Inspired by Gretchen Rubin's Happiness Project, I have started a Happiness Group with Umami Girl and two other friends who don't have blogs but should--if that's what they're into. We decided to jump in with some resolutions and report back in a couple of weeks; but also to give some serious thought to Rubin's 1st Commandment, "Be Gretchen." What does it mean to "Be MomVee"?
One thing that occurred to me is that I love music, and although it's a big part of my life, I could be happier by making it even bigger. I thought a resolution as simple as "Remember to turn on the stereo" might be warranted.
Last night Not-so-big-R. posted a status update on Facebook with a few selections from the eclectic jukebox in the restaurant where he was dining with the big kids on their ski vacation: All the Girls I've Loved Before, Xanadu, You May be Right, One Fine Day, and Atomic. "I love 'One Fine Day,'" I commented, and he replied, "I know you do." That was nice in itself.

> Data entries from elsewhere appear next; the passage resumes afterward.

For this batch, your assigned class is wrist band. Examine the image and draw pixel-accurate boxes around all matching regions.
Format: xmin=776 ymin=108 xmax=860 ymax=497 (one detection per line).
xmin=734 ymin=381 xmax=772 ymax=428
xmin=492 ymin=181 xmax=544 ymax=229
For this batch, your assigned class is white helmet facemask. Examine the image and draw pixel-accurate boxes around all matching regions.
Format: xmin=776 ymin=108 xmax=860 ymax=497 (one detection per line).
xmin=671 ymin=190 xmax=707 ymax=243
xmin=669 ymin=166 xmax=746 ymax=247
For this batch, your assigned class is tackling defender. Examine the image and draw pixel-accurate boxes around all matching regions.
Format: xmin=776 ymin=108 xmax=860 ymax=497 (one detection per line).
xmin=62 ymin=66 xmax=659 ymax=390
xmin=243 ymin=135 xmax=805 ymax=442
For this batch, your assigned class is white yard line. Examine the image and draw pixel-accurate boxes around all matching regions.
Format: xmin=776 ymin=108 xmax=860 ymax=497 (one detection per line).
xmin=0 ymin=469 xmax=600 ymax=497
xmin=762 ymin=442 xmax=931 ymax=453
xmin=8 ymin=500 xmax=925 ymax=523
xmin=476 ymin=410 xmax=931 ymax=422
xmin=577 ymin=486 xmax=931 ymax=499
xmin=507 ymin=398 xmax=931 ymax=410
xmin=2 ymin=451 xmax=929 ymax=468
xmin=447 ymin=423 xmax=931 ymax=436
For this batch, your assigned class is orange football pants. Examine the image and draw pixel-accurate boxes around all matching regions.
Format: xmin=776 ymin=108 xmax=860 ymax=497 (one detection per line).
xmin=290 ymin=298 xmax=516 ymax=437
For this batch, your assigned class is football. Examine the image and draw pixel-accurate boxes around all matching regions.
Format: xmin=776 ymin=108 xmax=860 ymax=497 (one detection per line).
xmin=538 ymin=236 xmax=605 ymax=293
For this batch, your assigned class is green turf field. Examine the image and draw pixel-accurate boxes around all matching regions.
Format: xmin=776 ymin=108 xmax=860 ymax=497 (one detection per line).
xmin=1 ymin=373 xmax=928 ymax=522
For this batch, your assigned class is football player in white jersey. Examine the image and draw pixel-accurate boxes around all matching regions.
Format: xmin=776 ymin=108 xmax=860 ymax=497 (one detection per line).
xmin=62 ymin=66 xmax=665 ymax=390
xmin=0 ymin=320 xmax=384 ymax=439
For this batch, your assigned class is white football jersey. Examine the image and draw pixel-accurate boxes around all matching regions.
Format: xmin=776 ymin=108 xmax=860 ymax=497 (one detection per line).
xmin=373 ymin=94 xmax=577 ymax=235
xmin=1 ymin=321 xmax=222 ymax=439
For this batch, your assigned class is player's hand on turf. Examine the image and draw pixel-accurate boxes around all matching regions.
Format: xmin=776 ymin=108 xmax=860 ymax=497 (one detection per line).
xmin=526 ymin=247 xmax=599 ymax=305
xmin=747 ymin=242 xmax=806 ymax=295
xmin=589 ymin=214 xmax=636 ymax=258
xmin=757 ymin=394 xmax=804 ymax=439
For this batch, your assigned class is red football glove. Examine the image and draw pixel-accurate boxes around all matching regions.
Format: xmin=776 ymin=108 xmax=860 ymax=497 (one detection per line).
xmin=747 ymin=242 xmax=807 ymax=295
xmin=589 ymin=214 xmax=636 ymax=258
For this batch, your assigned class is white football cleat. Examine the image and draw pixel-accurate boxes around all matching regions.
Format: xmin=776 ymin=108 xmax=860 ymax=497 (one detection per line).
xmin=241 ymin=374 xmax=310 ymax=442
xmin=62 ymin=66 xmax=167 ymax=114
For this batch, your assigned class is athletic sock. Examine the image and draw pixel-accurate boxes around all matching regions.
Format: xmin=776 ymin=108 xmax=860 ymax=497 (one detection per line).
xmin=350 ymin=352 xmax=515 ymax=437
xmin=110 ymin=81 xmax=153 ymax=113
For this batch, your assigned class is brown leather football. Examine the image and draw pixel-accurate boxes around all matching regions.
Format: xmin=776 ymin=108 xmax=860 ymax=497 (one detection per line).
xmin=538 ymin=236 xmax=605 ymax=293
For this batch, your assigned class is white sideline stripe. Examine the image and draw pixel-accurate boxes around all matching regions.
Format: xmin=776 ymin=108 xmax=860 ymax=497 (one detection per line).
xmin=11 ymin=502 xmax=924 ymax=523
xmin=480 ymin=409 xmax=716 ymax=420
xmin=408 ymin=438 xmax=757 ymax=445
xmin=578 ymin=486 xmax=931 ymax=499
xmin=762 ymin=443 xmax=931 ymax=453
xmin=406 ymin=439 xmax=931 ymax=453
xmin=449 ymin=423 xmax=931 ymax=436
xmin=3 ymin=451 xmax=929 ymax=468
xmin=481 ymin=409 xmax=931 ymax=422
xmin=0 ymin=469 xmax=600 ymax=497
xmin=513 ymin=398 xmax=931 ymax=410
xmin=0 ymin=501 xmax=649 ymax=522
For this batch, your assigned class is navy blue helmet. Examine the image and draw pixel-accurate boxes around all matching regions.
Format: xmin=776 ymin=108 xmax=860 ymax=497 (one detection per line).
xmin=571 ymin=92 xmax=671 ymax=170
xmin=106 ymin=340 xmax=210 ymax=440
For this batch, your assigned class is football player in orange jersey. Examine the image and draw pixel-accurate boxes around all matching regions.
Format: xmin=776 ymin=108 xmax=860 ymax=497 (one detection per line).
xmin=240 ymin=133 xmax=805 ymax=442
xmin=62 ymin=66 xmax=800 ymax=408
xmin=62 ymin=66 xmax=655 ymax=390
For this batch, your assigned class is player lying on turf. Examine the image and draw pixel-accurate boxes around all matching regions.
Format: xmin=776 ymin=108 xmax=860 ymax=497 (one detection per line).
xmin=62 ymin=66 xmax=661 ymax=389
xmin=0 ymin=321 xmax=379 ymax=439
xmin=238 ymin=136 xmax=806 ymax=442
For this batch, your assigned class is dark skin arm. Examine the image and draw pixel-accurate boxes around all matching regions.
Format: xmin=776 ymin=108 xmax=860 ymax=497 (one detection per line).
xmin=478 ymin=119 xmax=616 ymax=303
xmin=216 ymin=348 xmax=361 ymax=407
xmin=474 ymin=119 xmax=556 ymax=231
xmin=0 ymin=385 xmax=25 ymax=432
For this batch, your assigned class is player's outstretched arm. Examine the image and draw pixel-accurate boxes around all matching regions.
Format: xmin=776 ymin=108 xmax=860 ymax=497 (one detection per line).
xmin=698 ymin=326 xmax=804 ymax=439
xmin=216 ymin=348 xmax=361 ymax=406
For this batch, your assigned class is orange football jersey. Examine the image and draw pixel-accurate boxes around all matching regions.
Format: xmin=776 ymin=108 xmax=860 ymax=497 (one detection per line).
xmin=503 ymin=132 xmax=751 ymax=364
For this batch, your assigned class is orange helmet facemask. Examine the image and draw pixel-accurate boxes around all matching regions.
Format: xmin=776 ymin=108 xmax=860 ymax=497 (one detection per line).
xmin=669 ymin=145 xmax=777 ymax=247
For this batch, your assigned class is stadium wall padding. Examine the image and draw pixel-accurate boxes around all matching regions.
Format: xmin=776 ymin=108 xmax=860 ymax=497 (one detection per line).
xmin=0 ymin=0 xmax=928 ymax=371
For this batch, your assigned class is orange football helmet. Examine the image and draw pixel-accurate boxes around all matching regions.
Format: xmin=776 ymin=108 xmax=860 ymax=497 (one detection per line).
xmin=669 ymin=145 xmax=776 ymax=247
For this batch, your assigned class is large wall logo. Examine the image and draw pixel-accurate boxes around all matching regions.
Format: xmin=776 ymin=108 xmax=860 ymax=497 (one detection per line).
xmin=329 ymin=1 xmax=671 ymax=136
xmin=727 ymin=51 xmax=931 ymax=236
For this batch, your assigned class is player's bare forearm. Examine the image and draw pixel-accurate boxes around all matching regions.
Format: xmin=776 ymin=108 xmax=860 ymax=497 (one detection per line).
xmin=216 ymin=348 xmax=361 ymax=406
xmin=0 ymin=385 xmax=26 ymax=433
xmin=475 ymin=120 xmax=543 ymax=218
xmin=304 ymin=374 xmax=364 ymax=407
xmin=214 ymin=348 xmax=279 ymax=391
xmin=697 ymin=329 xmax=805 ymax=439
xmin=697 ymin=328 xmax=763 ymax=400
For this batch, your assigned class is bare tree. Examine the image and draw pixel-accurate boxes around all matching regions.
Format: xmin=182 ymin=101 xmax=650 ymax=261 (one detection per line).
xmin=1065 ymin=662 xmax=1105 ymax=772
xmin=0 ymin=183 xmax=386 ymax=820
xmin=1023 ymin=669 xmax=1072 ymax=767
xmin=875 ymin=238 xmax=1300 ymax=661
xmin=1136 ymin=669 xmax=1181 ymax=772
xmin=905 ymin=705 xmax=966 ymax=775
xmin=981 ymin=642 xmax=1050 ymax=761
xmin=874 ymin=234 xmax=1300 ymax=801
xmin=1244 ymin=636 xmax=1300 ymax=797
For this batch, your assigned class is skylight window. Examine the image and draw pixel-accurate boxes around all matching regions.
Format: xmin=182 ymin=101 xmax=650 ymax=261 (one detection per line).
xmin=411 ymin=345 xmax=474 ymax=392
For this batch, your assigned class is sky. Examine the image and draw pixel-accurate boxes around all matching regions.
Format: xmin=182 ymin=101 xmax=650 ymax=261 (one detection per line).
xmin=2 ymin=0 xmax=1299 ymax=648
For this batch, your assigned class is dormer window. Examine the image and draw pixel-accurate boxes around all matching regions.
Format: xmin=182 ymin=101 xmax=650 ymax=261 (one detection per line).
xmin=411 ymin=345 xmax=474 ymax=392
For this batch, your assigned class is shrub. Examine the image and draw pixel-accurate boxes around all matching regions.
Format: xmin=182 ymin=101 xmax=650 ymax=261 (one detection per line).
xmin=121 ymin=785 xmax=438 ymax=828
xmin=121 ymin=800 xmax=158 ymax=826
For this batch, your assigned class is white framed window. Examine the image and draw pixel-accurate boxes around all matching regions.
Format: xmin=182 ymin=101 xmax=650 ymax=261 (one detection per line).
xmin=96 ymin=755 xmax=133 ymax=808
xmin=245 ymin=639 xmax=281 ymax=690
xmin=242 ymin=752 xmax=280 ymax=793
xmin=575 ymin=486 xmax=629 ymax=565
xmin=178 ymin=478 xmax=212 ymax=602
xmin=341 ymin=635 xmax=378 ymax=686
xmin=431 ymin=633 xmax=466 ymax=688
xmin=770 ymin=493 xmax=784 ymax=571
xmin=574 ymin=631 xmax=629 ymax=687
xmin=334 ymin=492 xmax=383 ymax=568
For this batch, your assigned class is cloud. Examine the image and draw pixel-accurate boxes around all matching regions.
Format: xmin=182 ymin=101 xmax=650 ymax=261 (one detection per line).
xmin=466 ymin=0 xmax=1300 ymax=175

So I started thinking about One Fine Day, and Carole King songs in general, and I thought, "I should rip the CD of 'Tapestry,' and then I can run to it tomorrow." Well, I had forgotten how much I loved that album. When I was 11 or 12 I listened to it over. and over. AND OVER. I know the whole album sequence, which side is which (I prefer side 2), every schmaltzy string section, the moments when James Taylor chimes in, and of course every word of the lyrics.
Today I ran on the indoor track at the Y, and I began to recall auditioning for Pirates of Penzance with King's "Home Again," in my warmest, easiest, biggest voice. But there was no accompanist there that night, and the director suggested that the few people present come back and re-audition on Saturday. He seemed particularly encouraging to me. When I returned I had changed my song to "The Simple Joys of Maidenhood" from Camelot. It seemed more appropriate for a Gilbert and Sullivan audition. Great song, don't get me wrong, and I can pull off the humor--but the image of the director chatting with the music director the entire time I was singing is burned into my brain. Chorus. There aren't a lot of parts in that play anyway, and I was young and inexperienced, but still: why didn't I stick with what worked?
I'm not sure what all of this means, except that MomVee is an Alto (like Jay), and she loves Carole King.